韓国の昭陽湖(ソヤンホ)において、湖底の堆積物から放出された有毒な硫化水素により、数万匹の魚が死滅した [1]

この大量死は、繰り返される藻類の大量発生(アオコ)によって水質化学性が根本的に変化した同貯水池が、環境的な臨界点に達したことを示唆している。この現象は地域の生態系を脅かすだけでなく、湖の健全性に依存して生計を立てている漁師たちの生活をも危うくしている。

昭陽江ダムの上流域では、フナ、コイ、ウナギなどの種が死んでいるのが見つかった [1]。専門家によれば、これらの死因は硫化水素に関連しているという。硫化水素は、腐敗した緑藻が湖底に厚い堆積層となって沈殿した際に発生する有毒ガスである [1]

この生態系への影響は、2022年から2024年にかけて3年連続で発生した藻類の大量発生に続くものである [2]。最初の本格的な大量発生は2023年夏に起こり、これは昭陽江ダムが完成してからの50年間で初めての事例となった [3]

地元の漁師らは、堆積層が時間の経過とともにますます濃密になっていると報告している。昭陽湖の上流で活動する漁師のPark Sang-kwon氏は、雨季の後には水が濁り、毎年堆積物が蓄積して非常に厚い状態になると語った [4]
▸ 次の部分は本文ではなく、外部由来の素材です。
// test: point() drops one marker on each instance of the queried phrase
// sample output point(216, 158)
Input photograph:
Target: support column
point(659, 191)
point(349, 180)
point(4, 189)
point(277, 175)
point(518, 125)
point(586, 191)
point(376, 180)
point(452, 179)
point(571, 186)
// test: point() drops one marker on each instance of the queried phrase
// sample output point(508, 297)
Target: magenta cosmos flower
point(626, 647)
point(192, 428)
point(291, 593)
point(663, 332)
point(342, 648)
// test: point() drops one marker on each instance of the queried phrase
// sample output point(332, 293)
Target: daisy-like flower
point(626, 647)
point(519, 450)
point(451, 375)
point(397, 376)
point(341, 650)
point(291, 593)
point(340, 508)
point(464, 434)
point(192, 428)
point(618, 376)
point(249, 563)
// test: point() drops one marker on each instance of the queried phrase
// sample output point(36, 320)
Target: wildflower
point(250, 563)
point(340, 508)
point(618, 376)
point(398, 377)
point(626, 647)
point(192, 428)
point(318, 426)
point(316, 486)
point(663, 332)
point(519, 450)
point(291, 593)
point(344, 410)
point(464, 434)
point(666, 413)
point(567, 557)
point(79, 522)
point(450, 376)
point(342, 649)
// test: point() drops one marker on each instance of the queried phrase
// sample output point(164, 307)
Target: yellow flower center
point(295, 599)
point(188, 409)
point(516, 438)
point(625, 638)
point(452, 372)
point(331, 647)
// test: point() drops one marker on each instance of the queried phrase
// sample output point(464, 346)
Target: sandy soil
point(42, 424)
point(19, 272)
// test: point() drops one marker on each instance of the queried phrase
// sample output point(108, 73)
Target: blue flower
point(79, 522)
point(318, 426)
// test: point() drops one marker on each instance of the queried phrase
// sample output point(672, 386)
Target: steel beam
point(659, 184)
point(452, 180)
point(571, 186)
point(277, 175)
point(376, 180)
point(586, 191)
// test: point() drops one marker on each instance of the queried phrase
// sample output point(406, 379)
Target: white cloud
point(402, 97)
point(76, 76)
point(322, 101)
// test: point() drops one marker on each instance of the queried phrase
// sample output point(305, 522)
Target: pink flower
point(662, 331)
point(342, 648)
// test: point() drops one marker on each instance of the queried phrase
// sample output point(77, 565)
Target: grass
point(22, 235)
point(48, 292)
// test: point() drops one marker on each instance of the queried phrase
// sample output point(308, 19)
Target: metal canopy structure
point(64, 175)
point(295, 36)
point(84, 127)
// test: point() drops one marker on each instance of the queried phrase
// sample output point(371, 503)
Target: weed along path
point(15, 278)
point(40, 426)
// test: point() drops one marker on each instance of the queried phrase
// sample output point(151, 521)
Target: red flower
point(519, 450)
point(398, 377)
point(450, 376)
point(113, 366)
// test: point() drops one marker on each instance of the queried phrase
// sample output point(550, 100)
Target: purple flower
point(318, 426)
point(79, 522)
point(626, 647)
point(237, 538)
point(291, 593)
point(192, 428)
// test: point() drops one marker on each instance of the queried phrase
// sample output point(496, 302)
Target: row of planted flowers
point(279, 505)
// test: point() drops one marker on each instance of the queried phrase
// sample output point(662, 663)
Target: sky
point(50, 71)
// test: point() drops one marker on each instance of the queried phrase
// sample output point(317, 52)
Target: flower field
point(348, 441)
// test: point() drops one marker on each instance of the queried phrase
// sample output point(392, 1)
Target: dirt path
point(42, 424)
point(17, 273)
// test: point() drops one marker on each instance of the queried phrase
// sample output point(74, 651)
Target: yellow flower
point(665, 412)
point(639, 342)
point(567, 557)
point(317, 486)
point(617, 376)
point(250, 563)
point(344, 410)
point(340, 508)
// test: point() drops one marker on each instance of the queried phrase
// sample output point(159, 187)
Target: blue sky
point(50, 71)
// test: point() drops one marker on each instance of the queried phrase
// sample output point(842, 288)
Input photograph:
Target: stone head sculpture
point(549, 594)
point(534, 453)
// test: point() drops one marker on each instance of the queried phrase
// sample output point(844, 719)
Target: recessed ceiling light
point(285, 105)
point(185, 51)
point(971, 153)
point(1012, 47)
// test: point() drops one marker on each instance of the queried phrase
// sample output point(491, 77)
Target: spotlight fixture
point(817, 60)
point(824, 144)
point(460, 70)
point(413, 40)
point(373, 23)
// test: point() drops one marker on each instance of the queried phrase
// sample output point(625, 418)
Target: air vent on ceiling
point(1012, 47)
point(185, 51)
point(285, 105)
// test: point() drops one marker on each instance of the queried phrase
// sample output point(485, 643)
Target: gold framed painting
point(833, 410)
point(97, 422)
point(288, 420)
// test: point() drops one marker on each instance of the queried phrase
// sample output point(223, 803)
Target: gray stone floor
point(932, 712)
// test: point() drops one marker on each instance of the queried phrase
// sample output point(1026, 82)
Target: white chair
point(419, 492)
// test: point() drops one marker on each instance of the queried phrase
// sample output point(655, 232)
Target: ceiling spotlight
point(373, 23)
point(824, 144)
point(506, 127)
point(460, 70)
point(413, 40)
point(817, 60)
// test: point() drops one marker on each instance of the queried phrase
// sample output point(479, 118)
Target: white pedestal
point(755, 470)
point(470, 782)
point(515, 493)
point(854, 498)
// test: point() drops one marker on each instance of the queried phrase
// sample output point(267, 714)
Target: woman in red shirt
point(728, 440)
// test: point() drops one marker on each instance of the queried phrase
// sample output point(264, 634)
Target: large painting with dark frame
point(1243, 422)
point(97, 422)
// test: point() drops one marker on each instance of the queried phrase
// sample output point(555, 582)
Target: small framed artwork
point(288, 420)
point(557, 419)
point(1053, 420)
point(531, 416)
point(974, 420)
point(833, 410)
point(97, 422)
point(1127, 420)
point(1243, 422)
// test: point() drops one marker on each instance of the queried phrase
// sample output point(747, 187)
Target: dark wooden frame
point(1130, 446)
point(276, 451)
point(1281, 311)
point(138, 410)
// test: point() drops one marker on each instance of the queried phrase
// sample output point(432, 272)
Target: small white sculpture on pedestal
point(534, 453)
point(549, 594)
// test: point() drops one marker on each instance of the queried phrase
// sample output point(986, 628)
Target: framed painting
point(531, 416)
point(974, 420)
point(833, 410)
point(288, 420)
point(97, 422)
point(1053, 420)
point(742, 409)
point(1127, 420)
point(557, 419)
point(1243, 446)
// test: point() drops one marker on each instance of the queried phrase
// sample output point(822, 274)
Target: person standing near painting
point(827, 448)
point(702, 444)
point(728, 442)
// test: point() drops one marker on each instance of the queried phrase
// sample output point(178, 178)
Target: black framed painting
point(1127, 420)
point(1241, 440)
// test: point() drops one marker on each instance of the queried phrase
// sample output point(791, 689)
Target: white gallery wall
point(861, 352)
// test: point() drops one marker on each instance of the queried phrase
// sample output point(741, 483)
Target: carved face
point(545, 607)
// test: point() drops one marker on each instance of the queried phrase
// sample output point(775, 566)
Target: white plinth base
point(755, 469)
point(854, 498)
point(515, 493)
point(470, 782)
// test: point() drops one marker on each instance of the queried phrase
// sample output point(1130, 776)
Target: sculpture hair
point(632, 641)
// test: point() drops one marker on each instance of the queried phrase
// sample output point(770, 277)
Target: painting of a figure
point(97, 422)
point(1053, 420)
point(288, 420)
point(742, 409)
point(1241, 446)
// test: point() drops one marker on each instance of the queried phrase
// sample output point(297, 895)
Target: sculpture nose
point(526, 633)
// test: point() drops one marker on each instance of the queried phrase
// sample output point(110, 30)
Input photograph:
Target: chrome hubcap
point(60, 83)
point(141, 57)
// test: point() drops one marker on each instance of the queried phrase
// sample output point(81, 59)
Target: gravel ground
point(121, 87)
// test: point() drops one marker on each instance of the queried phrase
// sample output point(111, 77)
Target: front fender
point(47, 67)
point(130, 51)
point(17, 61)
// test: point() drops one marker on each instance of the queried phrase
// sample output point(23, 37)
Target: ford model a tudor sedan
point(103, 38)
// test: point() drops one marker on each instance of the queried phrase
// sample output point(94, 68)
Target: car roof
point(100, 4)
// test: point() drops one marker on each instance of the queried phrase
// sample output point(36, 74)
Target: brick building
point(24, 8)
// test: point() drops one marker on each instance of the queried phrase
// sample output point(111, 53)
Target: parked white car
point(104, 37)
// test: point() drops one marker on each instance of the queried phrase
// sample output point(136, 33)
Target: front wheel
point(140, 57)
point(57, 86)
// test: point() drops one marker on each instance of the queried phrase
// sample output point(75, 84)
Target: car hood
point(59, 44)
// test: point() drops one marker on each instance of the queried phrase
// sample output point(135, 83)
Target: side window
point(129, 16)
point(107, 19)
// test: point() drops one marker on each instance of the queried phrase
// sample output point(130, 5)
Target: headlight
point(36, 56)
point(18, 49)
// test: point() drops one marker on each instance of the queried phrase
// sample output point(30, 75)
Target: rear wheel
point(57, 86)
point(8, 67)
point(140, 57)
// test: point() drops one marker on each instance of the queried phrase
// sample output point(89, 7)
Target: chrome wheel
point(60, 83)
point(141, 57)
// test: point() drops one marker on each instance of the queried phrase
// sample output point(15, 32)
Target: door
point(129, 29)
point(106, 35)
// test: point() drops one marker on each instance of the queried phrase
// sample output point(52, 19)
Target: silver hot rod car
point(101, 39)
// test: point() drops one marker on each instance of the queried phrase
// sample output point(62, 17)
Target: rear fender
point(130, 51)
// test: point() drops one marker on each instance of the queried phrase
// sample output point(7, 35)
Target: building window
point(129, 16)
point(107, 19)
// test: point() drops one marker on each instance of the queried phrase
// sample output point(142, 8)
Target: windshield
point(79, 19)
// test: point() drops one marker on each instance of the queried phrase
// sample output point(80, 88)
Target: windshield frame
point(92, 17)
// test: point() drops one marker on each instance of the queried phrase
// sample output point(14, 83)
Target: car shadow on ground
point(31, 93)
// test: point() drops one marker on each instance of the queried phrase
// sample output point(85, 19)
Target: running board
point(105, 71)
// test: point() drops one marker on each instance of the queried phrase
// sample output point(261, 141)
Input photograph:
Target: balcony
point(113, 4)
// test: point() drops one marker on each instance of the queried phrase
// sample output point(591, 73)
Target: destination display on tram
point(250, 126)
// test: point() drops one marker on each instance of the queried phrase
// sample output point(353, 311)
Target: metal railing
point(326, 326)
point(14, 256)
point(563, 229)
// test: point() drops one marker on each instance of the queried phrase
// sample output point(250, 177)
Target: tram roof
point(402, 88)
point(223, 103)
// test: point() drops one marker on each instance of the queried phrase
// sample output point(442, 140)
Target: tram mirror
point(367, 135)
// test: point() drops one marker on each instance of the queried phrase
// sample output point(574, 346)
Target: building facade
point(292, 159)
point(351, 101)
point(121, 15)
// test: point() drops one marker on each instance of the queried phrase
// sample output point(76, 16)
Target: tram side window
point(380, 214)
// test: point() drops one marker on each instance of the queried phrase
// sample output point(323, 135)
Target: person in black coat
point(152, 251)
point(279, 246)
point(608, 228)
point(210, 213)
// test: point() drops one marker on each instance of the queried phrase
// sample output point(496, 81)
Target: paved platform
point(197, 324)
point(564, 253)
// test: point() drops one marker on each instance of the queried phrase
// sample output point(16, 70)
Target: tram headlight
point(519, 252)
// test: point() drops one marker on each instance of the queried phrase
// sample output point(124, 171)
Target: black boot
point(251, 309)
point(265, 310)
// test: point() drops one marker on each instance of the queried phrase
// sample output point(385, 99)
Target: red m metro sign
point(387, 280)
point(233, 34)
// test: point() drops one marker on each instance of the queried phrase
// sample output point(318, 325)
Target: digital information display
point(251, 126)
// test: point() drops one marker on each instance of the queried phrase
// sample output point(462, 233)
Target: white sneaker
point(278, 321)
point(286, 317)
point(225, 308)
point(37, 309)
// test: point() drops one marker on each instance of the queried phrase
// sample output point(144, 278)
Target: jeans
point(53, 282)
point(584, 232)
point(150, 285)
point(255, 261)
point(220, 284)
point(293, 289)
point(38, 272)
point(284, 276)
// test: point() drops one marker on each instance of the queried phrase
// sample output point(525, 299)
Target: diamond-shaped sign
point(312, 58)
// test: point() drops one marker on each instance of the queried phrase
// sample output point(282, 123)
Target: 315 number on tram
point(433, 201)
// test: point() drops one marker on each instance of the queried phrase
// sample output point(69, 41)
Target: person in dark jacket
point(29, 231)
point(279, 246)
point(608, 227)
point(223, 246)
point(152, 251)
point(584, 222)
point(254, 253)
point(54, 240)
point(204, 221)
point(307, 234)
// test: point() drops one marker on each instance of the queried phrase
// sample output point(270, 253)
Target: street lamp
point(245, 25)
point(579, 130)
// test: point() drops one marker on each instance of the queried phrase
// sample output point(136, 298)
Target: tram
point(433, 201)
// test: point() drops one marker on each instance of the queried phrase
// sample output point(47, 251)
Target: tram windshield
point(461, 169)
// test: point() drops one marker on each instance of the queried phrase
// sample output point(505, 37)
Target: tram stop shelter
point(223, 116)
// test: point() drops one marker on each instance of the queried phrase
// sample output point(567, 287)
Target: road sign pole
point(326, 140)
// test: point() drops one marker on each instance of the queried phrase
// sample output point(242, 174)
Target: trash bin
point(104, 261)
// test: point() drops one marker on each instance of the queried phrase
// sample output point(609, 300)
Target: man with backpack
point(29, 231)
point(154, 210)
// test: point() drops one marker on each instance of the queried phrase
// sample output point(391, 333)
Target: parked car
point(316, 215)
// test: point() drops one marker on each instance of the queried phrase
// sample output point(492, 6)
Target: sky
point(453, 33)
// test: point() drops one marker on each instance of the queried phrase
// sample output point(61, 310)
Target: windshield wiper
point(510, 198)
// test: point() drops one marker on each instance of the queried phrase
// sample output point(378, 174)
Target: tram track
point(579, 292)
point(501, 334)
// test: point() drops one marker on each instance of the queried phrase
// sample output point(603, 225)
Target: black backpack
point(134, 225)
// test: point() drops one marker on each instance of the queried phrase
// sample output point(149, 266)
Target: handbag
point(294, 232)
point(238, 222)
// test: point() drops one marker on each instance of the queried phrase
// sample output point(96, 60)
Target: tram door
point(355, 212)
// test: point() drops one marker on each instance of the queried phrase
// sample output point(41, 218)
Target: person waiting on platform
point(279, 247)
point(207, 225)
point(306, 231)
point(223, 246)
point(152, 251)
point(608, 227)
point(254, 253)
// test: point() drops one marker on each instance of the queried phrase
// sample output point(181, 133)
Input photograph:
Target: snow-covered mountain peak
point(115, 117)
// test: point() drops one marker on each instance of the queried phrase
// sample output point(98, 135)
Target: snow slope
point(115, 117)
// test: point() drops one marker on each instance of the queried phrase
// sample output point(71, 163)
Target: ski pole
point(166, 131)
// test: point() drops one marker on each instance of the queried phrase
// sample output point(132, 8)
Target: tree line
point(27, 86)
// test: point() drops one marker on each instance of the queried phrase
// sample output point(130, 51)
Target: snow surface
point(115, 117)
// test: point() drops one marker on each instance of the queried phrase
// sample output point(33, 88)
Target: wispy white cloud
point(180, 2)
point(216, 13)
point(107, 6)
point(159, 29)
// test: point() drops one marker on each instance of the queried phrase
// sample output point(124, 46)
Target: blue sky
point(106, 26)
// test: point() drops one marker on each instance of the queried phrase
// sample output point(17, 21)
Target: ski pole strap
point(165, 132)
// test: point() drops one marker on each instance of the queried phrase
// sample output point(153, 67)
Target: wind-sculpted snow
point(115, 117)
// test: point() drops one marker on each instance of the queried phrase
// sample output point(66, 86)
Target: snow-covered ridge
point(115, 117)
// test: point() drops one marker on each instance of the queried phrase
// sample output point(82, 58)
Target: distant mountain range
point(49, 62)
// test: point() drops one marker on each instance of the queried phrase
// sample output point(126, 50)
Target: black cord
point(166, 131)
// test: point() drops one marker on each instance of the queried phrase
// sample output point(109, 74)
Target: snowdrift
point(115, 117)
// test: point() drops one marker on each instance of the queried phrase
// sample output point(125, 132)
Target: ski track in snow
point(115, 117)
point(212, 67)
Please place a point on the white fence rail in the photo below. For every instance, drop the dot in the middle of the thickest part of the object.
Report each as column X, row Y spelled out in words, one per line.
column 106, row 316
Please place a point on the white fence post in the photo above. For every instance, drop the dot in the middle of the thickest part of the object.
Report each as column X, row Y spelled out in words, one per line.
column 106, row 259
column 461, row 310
これらの堆積層は毒素の貯蔵庫として機能する。藻類由来の有機物が分解されると、嫌気性環境が形成され、それが引き金となって水中に硫化水素が放出される [1]。このガスは魚にとって致命的であり、2024年に報告された大量死につながった [1]

韓国の昭陽湖で数万匹の魚が死滅した

昭陽湖の状況は、累積的な環境ストレスがどのようにして突然の生態系崩壊を招くかを示している。個別の藻類発生は多くの貯水池で一般的だが、3年間にわたる堆積物の蓄積が湖底に「毒性の遺産」を作り出した。これは、底泥が汚染されたままであれば、表面的な水質の管理だけでは不十分であることを示唆している。なぜなら、藻類の発生が収まった後も、湖底から致死的なガスが放出され続ける可能性があるからだ。